“The earth provides us a brand new beginning every twenty-four hours. It is a repeated invitation to breathe in the cool morning air and start afresh; to mimic the sunrise and brighten up while reaching once more for the sky; to carry a glad song in our heart like the early birds; and, as faithfully as the morning dew, to wash off the dust from yesterday.” ― Richelle E. Goodrich, Making Wishes
On my to do list for awhile now has been a note to make more time in my day to return to more creative endeavors. Since I took over at Shine almost 6 years ago now, I’ve struggled with expectations and a to do list that I could never complete. So arose an effort to peel away as much of those to do’s as I could so that I could still take “good” care of a challenging small business while maintaining my main priority at this time in my life — to be as present as I can be for my children while they still need me.

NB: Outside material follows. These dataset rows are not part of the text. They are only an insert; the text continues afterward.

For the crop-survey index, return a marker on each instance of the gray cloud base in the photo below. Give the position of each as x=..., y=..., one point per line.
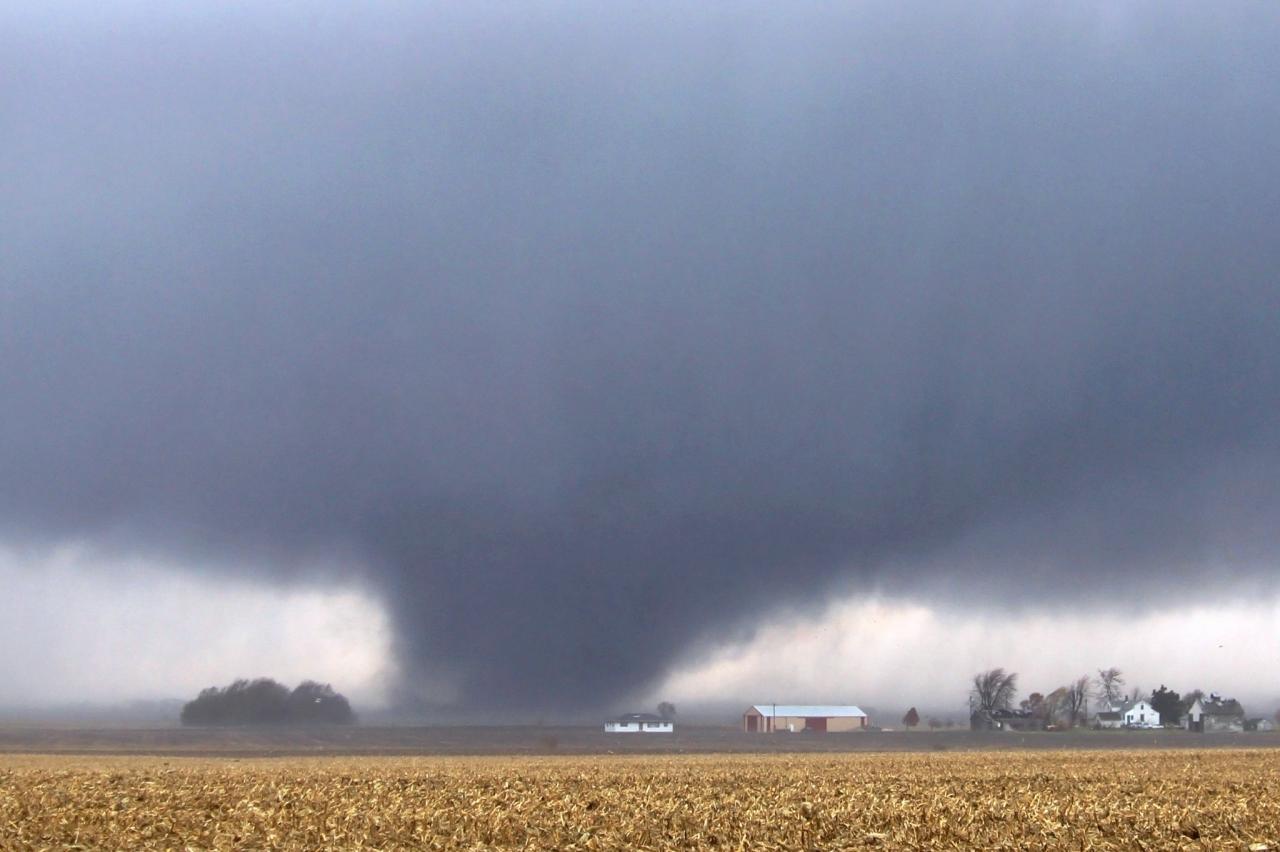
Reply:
x=593, y=334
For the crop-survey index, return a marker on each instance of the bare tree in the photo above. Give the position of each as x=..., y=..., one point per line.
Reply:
x=993, y=690
x=1057, y=706
x=1109, y=687
x=1077, y=701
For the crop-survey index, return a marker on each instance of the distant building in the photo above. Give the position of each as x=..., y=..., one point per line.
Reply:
x=1141, y=714
x=1215, y=715
x=1109, y=719
x=1005, y=719
x=796, y=718
x=639, y=723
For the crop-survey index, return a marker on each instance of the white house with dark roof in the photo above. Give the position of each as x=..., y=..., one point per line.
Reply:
x=1215, y=714
x=795, y=718
x=639, y=723
x=1139, y=714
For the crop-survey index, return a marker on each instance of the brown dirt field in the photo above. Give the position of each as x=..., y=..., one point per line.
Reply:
x=1010, y=800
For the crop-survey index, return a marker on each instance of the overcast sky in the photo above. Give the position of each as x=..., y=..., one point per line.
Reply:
x=553, y=331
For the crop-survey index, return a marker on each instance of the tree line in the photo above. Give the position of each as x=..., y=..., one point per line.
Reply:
x=995, y=690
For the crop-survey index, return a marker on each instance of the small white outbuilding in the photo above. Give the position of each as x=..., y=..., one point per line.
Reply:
x=639, y=723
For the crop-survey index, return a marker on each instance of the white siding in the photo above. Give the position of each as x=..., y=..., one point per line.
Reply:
x=1142, y=714
x=640, y=727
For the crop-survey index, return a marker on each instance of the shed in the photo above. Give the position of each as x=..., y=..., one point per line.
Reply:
x=813, y=718
x=1109, y=719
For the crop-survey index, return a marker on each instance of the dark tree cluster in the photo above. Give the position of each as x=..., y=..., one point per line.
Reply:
x=265, y=701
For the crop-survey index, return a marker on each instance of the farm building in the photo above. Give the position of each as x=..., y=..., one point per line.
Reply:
x=1005, y=719
x=639, y=723
x=1141, y=714
x=1109, y=719
x=1215, y=714
x=813, y=718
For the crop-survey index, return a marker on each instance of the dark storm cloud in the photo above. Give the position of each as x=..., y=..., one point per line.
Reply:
x=595, y=331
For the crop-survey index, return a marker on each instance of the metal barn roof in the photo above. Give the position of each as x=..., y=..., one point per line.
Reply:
x=812, y=710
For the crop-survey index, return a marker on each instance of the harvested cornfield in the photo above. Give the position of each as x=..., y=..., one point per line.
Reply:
x=1219, y=800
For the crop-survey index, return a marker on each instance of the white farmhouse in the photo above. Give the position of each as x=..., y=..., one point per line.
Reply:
x=1141, y=714
x=639, y=723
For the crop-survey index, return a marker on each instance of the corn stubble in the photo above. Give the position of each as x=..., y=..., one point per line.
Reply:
x=992, y=800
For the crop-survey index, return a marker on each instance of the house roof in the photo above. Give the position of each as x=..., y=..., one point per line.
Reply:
x=812, y=710
x=639, y=717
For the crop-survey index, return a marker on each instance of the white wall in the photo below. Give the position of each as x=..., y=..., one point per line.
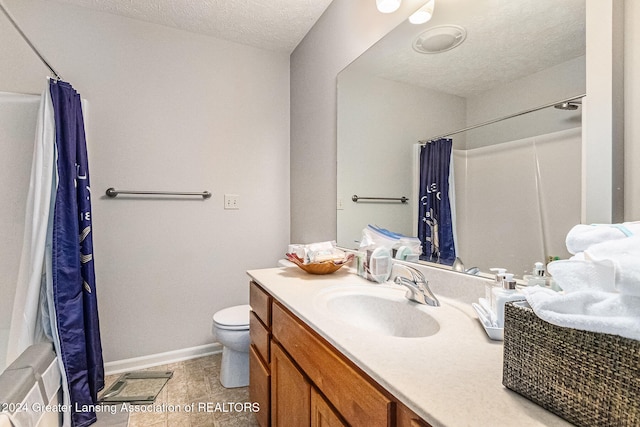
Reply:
x=508, y=199
x=168, y=110
x=379, y=122
x=553, y=84
x=18, y=115
x=632, y=111
x=345, y=30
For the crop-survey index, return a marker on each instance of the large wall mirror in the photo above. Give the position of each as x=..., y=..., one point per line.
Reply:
x=517, y=182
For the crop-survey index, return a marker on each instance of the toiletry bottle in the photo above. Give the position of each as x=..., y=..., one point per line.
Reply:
x=503, y=295
x=497, y=283
x=538, y=277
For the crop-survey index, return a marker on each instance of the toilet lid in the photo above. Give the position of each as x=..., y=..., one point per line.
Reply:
x=236, y=317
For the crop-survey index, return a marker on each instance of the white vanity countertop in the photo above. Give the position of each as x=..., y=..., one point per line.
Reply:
x=452, y=378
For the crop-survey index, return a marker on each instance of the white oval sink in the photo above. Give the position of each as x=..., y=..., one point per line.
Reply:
x=378, y=309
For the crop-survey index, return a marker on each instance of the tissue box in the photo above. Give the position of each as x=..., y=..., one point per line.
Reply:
x=587, y=378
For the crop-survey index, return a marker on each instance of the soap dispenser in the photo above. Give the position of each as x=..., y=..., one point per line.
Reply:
x=503, y=295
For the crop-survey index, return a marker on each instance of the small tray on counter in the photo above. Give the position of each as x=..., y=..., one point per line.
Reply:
x=495, y=333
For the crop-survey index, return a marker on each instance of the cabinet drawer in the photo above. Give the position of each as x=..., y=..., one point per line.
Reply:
x=353, y=396
x=259, y=337
x=405, y=417
x=321, y=413
x=259, y=386
x=260, y=302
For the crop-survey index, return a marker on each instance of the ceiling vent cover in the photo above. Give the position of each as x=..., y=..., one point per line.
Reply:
x=439, y=39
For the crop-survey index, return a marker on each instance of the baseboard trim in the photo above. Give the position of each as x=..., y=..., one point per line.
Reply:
x=143, y=362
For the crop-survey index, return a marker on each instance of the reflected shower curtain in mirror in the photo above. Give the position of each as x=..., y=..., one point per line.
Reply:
x=435, y=227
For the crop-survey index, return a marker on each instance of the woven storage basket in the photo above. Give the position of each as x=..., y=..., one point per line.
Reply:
x=589, y=379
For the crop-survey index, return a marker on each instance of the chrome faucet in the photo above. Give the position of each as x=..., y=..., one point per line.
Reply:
x=417, y=287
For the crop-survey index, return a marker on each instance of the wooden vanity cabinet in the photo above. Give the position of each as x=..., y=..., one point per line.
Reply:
x=259, y=353
x=308, y=381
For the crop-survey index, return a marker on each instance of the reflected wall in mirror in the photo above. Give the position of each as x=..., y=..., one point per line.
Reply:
x=517, y=182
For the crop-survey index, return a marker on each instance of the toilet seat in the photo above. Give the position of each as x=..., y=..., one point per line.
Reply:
x=233, y=318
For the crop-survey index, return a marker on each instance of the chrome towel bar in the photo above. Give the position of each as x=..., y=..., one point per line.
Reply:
x=385, y=199
x=112, y=192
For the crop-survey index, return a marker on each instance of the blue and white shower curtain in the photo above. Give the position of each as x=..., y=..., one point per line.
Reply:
x=56, y=290
x=435, y=227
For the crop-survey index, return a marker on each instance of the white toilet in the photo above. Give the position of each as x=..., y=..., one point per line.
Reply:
x=231, y=329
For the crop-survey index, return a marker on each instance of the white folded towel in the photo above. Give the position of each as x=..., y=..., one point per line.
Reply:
x=575, y=275
x=581, y=236
x=624, y=256
x=588, y=310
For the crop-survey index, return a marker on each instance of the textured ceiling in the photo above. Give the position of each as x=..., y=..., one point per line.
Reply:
x=277, y=25
x=506, y=40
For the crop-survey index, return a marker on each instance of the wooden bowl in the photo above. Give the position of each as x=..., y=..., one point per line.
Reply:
x=326, y=267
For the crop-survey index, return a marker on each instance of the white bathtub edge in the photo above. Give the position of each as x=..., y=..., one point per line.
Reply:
x=142, y=362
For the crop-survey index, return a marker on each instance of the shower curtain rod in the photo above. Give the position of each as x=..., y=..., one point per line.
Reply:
x=510, y=116
x=31, y=45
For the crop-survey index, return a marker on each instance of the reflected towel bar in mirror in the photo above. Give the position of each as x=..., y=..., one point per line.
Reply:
x=112, y=192
x=384, y=199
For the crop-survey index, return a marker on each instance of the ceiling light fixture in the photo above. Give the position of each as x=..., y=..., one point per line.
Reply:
x=423, y=14
x=439, y=39
x=387, y=6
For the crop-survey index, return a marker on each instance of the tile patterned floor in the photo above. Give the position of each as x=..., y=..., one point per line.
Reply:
x=194, y=397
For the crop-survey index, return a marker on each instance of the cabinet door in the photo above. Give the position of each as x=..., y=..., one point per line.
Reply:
x=321, y=413
x=290, y=392
x=259, y=386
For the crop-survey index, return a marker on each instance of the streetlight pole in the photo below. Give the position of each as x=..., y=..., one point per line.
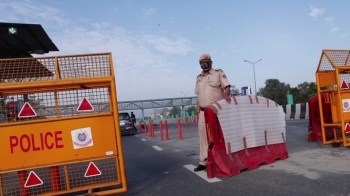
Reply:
x=253, y=70
x=183, y=107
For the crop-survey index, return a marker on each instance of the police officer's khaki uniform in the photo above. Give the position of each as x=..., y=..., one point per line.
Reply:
x=209, y=89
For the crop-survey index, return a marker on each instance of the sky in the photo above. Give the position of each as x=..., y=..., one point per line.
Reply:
x=156, y=44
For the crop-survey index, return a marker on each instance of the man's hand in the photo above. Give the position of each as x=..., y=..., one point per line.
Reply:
x=227, y=98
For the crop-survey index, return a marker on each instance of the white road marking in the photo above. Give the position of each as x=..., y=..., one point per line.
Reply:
x=201, y=174
x=157, y=148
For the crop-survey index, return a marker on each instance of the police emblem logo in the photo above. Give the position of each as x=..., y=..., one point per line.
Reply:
x=82, y=138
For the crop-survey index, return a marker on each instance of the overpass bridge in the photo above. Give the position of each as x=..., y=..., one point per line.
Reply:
x=157, y=103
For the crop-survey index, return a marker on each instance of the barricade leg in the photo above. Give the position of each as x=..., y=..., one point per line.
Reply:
x=161, y=131
x=55, y=179
x=153, y=134
x=145, y=126
x=166, y=130
x=195, y=122
x=179, y=129
x=22, y=177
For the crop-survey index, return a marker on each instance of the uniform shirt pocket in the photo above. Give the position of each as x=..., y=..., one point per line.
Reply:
x=214, y=83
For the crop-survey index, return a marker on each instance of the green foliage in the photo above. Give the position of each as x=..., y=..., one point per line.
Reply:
x=275, y=90
x=304, y=92
x=191, y=109
x=175, y=110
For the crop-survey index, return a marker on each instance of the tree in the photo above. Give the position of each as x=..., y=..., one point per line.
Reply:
x=175, y=110
x=192, y=109
x=303, y=92
x=275, y=90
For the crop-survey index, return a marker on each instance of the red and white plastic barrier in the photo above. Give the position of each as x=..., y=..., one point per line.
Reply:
x=244, y=134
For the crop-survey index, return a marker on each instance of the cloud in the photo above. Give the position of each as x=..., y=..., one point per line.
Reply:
x=165, y=45
x=316, y=12
x=344, y=34
x=334, y=29
x=329, y=20
x=28, y=12
x=148, y=11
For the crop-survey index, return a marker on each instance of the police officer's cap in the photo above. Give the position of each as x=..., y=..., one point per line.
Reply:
x=204, y=57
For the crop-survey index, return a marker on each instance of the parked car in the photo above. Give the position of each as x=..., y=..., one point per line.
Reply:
x=126, y=125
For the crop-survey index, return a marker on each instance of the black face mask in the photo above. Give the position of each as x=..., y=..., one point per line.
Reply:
x=205, y=65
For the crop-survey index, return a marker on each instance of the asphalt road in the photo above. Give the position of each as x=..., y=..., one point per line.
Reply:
x=157, y=167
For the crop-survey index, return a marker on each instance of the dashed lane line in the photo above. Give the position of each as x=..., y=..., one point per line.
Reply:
x=201, y=174
x=157, y=148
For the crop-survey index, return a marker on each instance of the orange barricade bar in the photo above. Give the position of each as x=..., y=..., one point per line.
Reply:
x=51, y=112
x=332, y=117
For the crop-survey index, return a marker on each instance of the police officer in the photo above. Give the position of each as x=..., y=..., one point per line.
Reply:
x=211, y=85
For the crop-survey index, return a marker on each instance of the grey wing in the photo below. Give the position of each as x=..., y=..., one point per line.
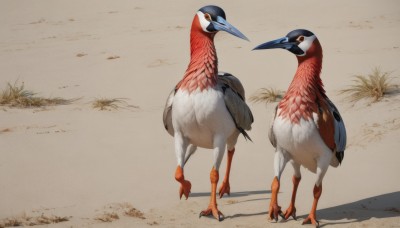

Then there’s Facebook. It’s such a great tool for connecting and sharing. So full of words and images, it too was feeding my creative spirit. I’ve come to terms though; that it’s taken over any time and space I really had for creativity and while I still like it, I’ve realized that my creativity has lost a lot of depth and texture so I can focus on quality over quantity.
And here I am. Reviving a blog I left behind three years ago. Excited to see what comes of starting over again.
How about you? Is there anything you’ve left behind that still calls to you but you struggle to find the time, or the energy, or the money, or the motivation to start over again? I know it’s hard. I also know that usually just one little small step can be just enough to get us rolling again. The hardest part is getting organized to start and of over-coming that initial inertia of change. Once we make that initial shift, we can more clearly decide if that call was coming from a place of intuition or of old wistfulness? The truth is some things are meant to be left behind and rather than starting over we would best be served by starting anew.
This was a call I had to test out. I can’t be sure of what will come of starting over here and so I make not promises of how often I’ll be back or exactly what will show up here. But I had to try again.
While I will always miss summer as it turns to fall, I love this “back to school” time of year because I naturally feel inspired to buckle down a bit and refocus my priorities and the way I spend my time and energy. For anyone else out there starting over or starting something anew I’m sending you a little nod of acknowledgement and encouragement. And for the others, content where you are, the same nod of acknowledgement and respect that you are in a state of peace.